See the full Cloud Models list →

Feature	Cloud AI (Default)	Local AI
Processing Location	Cloud-based (requires internet)	On-device (runs locally)
Performance	Dependent on internet speed	Potentially faster response times (no network latency)
Data Privacy	Data only sent to cloud if included as context in a Conversational Search chat—governed by provider privacy policies	100% local (no data transmission from local device)
Model Availability	Uses several cloud-hosted models	Download models on-demand through PiecesOS
Storage Requirements	Minimal outside of the PiecesOS installation	Several GBs (model storage)
Offline Support	No	Yes

Required Specifications

Local models use more system resources than cloud-based AI. To run local LLMs smoothly, your device should meet the following minimum specifications. These guidelines are based on Ollama documentation and experience-tested public sources such as LocalLLM.in's VRAM requirements guide.

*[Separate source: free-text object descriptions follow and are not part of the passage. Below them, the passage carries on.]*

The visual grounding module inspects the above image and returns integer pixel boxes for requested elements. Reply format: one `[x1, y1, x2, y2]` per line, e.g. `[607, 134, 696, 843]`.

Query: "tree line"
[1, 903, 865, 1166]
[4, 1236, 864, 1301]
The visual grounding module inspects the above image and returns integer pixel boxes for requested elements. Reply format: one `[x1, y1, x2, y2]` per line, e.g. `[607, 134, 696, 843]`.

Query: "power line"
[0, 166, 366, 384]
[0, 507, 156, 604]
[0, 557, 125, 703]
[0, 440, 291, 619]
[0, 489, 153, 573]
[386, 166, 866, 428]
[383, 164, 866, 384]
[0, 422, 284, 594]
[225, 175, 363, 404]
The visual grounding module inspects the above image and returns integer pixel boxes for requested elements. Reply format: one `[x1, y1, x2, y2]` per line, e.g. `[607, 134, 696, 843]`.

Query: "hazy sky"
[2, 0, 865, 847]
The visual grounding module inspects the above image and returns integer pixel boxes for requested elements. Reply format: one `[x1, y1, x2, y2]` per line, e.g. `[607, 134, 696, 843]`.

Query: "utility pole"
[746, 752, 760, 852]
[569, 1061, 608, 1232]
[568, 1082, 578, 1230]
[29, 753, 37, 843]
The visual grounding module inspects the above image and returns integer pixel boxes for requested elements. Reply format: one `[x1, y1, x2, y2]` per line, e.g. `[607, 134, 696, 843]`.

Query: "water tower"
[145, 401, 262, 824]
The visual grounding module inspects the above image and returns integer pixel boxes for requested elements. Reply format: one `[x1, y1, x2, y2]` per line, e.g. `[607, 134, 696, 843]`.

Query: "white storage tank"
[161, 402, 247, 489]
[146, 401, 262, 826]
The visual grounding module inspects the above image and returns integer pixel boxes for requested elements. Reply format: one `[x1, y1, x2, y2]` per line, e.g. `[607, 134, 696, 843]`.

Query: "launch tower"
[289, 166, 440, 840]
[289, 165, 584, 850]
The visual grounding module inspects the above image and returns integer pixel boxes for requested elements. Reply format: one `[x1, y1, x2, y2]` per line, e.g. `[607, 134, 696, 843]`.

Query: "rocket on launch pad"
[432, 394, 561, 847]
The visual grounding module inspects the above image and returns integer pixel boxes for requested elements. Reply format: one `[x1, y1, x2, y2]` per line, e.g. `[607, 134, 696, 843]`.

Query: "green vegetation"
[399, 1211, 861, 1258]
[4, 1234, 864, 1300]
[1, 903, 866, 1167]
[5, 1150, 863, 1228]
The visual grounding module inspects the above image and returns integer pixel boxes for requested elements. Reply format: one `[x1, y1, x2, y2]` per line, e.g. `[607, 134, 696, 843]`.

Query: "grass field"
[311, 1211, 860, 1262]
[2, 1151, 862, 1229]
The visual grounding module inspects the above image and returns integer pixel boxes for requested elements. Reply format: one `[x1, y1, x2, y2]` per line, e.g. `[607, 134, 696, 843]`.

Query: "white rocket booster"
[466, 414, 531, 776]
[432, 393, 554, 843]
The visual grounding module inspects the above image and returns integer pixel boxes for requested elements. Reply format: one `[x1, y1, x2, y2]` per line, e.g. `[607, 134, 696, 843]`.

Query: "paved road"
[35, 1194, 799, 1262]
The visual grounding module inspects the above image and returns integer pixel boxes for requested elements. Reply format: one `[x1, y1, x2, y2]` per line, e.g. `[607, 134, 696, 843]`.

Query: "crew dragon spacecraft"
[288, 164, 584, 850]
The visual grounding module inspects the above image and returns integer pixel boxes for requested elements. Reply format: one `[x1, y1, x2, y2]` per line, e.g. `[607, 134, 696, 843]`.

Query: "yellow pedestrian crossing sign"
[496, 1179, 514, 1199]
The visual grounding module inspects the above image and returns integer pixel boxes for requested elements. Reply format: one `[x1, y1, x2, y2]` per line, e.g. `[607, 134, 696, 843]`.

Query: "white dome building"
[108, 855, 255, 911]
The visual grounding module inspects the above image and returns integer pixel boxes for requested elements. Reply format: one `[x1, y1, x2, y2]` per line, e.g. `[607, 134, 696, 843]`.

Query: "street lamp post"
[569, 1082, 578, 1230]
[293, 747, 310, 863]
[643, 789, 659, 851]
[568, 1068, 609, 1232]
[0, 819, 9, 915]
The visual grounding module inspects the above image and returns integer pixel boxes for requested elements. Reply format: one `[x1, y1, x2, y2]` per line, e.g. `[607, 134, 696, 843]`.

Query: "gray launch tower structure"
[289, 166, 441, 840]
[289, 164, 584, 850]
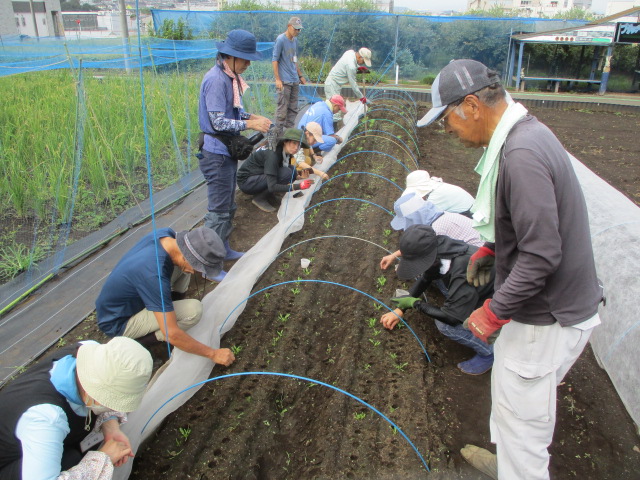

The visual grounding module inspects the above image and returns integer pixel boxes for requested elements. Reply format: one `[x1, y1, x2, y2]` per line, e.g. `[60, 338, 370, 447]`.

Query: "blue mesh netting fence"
[0, 11, 587, 315]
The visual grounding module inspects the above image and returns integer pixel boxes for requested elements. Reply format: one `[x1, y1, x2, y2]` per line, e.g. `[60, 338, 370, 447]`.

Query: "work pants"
[490, 317, 597, 480]
[239, 166, 296, 195]
[434, 320, 493, 357]
[198, 149, 238, 243]
[122, 268, 202, 341]
[275, 82, 300, 135]
[324, 79, 344, 122]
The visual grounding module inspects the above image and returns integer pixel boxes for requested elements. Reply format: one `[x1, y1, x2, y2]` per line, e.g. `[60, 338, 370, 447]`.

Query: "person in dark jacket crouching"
[0, 337, 152, 480]
[237, 127, 327, 212]
[380, 224, 496, 375]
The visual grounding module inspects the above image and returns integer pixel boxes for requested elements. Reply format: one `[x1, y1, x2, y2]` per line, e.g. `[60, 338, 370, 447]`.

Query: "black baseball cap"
[396, 225, 438, 281]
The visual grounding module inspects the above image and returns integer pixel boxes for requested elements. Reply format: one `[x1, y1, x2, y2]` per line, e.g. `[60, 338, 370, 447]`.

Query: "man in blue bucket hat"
[198, 29, 272, 282]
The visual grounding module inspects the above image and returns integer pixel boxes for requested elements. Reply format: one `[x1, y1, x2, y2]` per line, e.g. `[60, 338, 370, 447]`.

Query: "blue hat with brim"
[216, 29, 263, 61]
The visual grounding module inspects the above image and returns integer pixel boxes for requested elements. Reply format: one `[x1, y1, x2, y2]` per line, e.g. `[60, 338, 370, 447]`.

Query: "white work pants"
[490, 316, 598, 480]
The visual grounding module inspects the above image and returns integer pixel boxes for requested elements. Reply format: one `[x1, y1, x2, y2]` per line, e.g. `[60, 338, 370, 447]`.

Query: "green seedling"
[394, 362, 409, 372]
[390, 426, 398, 435]
[354, 412, 367, 420]
[178, 426, 191, 444]
[277, 270, 285, 277]
[264, 292, 270, 299]
[282, 263, 290, 269]
[369, 338, 381, 347]
[287, 250, 294, 257]
[57, 338, 67, 348]
[303, 267, 312, 275]
[291, 287, 300, 295]
[376, 276, 387, 288]
[231, 345, 243, 355]
[363, 363, 371, 370]
[389, 352, 398, 360]
[343, 182, 350, 189]
[367, 317, 377, 328]
[373, 328, 381, 336]
[323, 218, 332, 229]
[383, 229, 392, 237]
[310, 246, 317, 253]
[373, 302, 383, 311]
[278, 313, 290, 323]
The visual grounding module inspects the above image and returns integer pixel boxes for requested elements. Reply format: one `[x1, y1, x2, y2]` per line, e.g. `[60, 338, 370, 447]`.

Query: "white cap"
[358, 48, 372, 67]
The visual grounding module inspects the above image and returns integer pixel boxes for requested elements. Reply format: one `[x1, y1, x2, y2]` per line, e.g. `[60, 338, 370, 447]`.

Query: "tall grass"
[0, 62, 276, 282]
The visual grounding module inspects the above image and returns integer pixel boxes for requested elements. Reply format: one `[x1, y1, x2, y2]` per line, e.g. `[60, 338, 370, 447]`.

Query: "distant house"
[11, 0, 65, 37]
[467, 0, 593, 17]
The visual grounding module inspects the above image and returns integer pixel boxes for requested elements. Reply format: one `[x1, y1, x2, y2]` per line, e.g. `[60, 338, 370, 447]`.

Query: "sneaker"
[460, 444, 497, 479]
[457, 353, 494, 375]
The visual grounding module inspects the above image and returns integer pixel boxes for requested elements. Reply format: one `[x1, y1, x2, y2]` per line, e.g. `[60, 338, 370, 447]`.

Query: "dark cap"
[279, 128, 310, 149]
[417, 59, 501, 127]
[176, 227, 225, 280]
[396, 225, 438, 281]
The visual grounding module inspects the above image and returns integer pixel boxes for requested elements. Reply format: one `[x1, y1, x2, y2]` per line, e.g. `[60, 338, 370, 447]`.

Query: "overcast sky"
[394, 0, 608, 15]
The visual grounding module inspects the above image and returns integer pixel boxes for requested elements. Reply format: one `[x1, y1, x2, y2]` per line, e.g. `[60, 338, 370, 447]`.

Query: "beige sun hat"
[77, 337, 153, 413]
[304, 121, 324, 144]
[402, 170, 443, 198]
[358, 47, 372, 67]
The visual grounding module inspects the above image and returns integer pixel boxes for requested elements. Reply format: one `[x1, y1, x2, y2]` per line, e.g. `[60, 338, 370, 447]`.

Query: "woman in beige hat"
[0, 337, 153, 479]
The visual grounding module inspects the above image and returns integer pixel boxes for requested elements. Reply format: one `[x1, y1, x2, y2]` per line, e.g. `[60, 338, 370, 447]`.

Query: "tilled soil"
[35, 103, 640, 479]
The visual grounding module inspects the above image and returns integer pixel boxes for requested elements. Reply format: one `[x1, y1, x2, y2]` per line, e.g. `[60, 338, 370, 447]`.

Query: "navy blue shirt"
[96, 228, 175, 337]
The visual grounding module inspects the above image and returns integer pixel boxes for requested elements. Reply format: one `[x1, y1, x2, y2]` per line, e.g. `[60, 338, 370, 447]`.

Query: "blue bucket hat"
[390, 193, 445, 231]
[216, 29, 262, 61]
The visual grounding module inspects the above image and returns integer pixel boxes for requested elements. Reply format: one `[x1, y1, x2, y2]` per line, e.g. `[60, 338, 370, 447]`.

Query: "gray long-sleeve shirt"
[491, 115, 602, 326]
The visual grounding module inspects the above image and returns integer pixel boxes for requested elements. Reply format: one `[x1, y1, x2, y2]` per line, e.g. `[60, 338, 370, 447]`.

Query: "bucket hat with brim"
[176, 227, 225, 281]
[77, 337, 153, 413]
[278, 128, 310, 149]
[216, 29, 262, 61]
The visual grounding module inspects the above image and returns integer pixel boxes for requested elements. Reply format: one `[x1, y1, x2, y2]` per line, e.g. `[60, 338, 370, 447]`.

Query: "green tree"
[552, 7, 596, 21]
[153, 19, 194, 40]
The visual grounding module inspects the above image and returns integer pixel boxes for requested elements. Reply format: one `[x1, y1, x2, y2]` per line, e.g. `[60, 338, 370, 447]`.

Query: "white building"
[11, 0, 65, 37]
[467, 0, 593, 16]
[606, 0, 640, 16]
[61, 10, 151, 38]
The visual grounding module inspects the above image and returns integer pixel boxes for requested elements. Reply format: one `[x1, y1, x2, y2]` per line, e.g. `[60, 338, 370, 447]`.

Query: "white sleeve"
[16, 404, 70, 480]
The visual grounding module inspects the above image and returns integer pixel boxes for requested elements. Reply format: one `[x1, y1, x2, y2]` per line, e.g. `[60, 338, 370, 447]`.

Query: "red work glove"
[357, 66, 370, 74]
[467, 245, 495, 287]
[359, 97, 367, 104]
[298, 179, 312, 190]
[466, 299, 510, 343]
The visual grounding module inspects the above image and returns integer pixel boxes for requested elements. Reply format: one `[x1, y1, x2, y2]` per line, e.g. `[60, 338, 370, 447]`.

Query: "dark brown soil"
[48, 104, 640, 479]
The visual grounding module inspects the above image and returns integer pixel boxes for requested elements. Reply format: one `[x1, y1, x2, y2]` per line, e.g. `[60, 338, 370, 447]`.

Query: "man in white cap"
[95, 227, 236, 367]
[403, 170, 474, 217]
[418, 59, 602, 480]
[0, 337, 153, 479]
[272, 17, 306, 137]
[324, 47, 372, 116]
[297, 94, 346, 153]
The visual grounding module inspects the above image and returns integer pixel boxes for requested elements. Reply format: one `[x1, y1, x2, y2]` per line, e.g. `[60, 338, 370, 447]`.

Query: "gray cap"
[417, 59, 501, 127]
[176, 227, 225, 280]
[289, 17, 303, 29]
[396, 225, 438, 281]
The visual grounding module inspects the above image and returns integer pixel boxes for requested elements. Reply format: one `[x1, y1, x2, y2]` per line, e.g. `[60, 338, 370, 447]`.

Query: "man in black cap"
[198, 29, 273, 282]
[418, 59, 602, 480]
[95, 227, 235, 366]
[380, 225, 495, 375]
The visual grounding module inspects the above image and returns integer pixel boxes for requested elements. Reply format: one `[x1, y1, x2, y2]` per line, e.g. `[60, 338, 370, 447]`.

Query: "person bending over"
[95, 227, 235, 366]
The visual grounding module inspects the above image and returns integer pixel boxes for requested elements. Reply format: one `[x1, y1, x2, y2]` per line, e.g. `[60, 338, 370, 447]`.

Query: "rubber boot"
[224, 241, 244, 261]
[457, 353, 494, 375]
[252, 190, 276, 213]
[460, 444, 497, 479]
[210, 269, 227, 282]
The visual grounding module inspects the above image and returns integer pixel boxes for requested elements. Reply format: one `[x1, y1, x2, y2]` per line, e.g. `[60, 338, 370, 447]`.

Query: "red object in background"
[76, 19, 81, 24]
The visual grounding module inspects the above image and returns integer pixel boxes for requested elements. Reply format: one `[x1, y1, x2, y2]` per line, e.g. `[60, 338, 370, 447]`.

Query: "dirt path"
[32, 105, 640, 479]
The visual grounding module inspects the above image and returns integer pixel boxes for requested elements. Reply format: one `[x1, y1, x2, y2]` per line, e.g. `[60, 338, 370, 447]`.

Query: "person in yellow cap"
[0, 337, 152, 479]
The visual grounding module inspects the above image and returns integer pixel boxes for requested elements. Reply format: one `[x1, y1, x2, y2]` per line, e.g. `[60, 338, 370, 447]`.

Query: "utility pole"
[27, 0, 39, 37]
[118, 0, 131, 73]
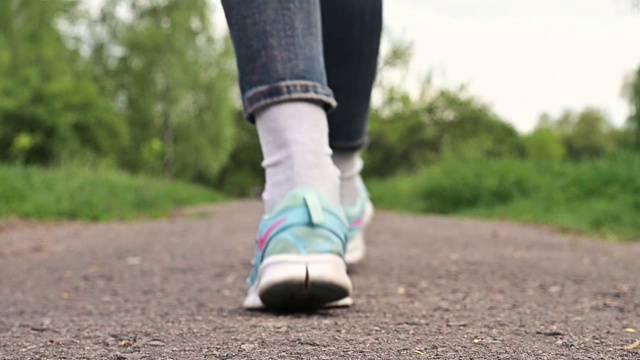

Minimum System Requirements

Component	Minimum
Operating System	macOS 11.0 (Big Sur) or later, Windows 10 or later, or Ubuntu 18.04 or later
RAM	8GB for 3B models; 16GB for 7B models; 32GB for 13B models
CPU	Modern CPU with at least 4 cores (8 cores recommended for 13B models)
GPU (optional)	6GB+ VRAM recommended for faster inference
Storage	At least 12GB free for Ollama and base models; more for larger models

VRAM Guidelines by Model Size

If you use a dedicated GPU, the amount of VRAM you need depends on the model size and quantization. The following are general guidelines for running models at Q4_K_M quantization:

VRAM	Typical model size
3–4 GB	3–4B parameter models (e.g., 4k context)
6–8 GB	7–9B models (e.g., Llama 3.1 8B, Qwen3 8B)
10–12 GB	12–14B models (e.g., Gemma 3 12B, Qwen3 14B)
16–24 GB	22–35B models (e.g., Gemma 3 27B, Qwen3 32B)
48 GB+	70B+ models (e.g., Llama 3.3 70B, Qwen2.5 72B)

Total VRAM usage includes model weights, KV cache (which grows with context length), and system overhead. For more precise requirements for a specific model, refer to LocalLLM.in's Ollama VRAM requirements guide.